What Good Interview Prep Feels Like

I applied to Cambridge twice. First to Christ's, then to St. John's.
In my first interview, they asked about capacitors. That topic had been dropped from the IB Physics syllabus the same year I started the course. I hadn't studied it. There's a reasonable case for calling that bad luck, and maybe it was. But I didn't find that framing particularly useful.
Going Beyond the Syllabus
After finishing IB with a 45, I decided to apply again. This time I studied general physics — university-level physics, the kind taught in first and second year undergraduate courses. Halliday, calculus-based mechanics, differential equations. Things that sit well outside what any school syllabus requires.
In my second interview at St. John's, one of the problems needed exactly that. I don't think that's a coincidence, but more importantly, I don't think it matters whether it is or not. Cambridge interviewers are not pulling from the IB or A-Level syllabus. They're seeing how far your thinking goes. If you've only prepared to the edge of your school curriculum, that edge will show.
The point is simple: if you're aiming for 100%, train for 120.
What Mock Interviews Are Actually For
Most students use mock interviews to learn things. A tutor explains a concept they didn't know, they write it down, they leave feeling like progress was made. I think this is the wrong way to use them.

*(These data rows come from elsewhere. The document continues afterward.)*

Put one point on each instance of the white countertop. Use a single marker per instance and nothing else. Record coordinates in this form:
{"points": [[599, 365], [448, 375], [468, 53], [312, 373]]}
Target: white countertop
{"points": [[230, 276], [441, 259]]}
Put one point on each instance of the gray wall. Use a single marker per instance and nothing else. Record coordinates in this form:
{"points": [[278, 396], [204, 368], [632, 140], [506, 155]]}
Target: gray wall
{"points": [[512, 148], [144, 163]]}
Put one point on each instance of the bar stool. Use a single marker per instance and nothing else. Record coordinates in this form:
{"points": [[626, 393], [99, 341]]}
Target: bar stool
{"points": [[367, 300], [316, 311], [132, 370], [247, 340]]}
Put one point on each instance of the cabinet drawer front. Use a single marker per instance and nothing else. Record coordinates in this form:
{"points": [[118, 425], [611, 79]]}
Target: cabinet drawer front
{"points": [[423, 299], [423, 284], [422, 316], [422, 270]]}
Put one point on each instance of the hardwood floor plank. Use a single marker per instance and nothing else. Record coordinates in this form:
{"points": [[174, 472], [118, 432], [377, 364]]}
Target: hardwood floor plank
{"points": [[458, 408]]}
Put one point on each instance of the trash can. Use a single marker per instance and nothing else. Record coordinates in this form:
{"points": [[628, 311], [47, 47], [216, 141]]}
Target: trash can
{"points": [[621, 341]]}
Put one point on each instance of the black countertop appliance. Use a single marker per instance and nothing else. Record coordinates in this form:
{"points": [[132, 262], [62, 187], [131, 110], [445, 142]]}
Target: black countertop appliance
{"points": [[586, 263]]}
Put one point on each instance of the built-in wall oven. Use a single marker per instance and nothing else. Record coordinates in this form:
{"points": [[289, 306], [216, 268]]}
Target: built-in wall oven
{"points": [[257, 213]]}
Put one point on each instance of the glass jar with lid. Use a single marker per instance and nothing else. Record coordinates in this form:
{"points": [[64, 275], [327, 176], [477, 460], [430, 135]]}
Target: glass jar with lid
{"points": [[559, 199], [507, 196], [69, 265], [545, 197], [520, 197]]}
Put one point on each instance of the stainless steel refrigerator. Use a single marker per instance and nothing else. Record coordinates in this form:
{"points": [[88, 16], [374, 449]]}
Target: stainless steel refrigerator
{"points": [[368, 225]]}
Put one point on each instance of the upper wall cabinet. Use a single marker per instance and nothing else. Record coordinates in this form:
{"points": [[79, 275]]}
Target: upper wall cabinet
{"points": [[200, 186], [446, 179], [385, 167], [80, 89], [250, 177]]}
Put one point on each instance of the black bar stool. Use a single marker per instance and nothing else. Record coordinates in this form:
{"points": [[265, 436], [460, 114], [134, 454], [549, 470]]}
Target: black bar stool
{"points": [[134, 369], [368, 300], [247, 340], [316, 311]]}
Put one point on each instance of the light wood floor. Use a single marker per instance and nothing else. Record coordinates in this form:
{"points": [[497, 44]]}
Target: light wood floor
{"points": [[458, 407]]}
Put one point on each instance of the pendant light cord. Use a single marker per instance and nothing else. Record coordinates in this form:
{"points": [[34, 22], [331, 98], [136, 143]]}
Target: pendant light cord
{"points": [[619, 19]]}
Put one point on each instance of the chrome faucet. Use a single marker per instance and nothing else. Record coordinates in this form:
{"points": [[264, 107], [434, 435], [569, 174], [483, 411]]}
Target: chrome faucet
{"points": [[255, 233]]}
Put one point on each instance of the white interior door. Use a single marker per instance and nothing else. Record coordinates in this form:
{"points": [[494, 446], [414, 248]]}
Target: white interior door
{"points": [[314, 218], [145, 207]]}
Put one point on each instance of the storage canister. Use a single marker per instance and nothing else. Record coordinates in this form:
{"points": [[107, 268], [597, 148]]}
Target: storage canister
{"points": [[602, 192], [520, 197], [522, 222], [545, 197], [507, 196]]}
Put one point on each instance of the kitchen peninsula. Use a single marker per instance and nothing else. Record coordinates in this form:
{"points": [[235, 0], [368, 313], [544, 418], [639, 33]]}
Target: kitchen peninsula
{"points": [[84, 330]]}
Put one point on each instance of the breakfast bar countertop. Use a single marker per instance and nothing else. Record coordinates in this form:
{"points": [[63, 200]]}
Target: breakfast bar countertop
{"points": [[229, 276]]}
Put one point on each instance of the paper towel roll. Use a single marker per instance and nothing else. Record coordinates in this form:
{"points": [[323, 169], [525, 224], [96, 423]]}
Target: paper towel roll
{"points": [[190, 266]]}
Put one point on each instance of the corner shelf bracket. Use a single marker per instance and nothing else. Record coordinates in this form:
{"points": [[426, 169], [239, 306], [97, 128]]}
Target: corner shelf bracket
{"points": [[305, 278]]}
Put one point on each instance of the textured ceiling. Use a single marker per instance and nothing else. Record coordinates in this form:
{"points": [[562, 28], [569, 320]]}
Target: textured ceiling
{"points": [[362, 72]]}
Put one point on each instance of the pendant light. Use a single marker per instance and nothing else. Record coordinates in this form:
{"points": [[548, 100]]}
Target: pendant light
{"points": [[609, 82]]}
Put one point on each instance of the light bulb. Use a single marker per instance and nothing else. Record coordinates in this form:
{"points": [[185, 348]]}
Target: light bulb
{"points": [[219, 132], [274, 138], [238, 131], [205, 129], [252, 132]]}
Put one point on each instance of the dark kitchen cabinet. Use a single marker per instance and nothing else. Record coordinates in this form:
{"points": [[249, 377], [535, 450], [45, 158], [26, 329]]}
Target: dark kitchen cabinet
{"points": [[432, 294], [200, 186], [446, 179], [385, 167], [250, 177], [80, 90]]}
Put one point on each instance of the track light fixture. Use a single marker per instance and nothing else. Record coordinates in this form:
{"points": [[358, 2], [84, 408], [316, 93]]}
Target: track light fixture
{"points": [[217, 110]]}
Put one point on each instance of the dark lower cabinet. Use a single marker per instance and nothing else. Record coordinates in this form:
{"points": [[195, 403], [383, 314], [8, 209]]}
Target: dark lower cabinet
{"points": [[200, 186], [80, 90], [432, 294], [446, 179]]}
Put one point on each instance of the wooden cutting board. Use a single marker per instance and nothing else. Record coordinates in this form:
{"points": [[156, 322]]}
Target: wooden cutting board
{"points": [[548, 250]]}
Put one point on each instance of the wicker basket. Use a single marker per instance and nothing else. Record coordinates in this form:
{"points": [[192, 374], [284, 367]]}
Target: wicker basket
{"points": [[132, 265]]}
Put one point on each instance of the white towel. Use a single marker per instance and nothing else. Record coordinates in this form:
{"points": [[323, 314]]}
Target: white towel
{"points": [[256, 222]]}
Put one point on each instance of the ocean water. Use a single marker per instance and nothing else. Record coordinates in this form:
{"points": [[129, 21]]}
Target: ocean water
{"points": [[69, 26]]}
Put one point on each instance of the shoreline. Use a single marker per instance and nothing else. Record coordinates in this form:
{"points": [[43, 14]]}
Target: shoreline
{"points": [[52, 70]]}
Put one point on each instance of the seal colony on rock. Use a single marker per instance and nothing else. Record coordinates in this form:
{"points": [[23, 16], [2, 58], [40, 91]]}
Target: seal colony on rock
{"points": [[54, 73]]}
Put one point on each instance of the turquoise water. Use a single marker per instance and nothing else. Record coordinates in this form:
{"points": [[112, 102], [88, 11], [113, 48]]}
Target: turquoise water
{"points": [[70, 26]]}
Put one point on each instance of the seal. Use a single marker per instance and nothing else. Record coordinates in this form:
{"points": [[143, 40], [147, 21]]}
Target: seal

Learning belongs in your own time. A mock interview is not the place for it. What you actually need to practise — and what you can only practise by doing — is thinking out loud under pressure. Saying what you're trying and why, even when you're not sure. Staying organised when a question goes somewhere unexpected. Not going silent.
For a lot of students there's also the English. Explaining mathematical and physics knowledge clearly in your second language, in front of someone, in real time, is its own skill.
None of this improves from being given better content. It improves from doing it badly, seeing what that looks like, and adjusting. Mock interviews are for fixing habits, not filling gaps.
What Interviewers Are Actually Watching
Cambridge interviewers aren't checking whether you've covered the right material. They're watching how you think when you hit the edge of what you know. That's a different thing to prepare for, and most people don't prepare for it directly.
There's always some luck in the process — the questions they ask, the dynamic in the room. You can't control any of that. What you can do is prepare thoroughly enough that luck has less room to matter.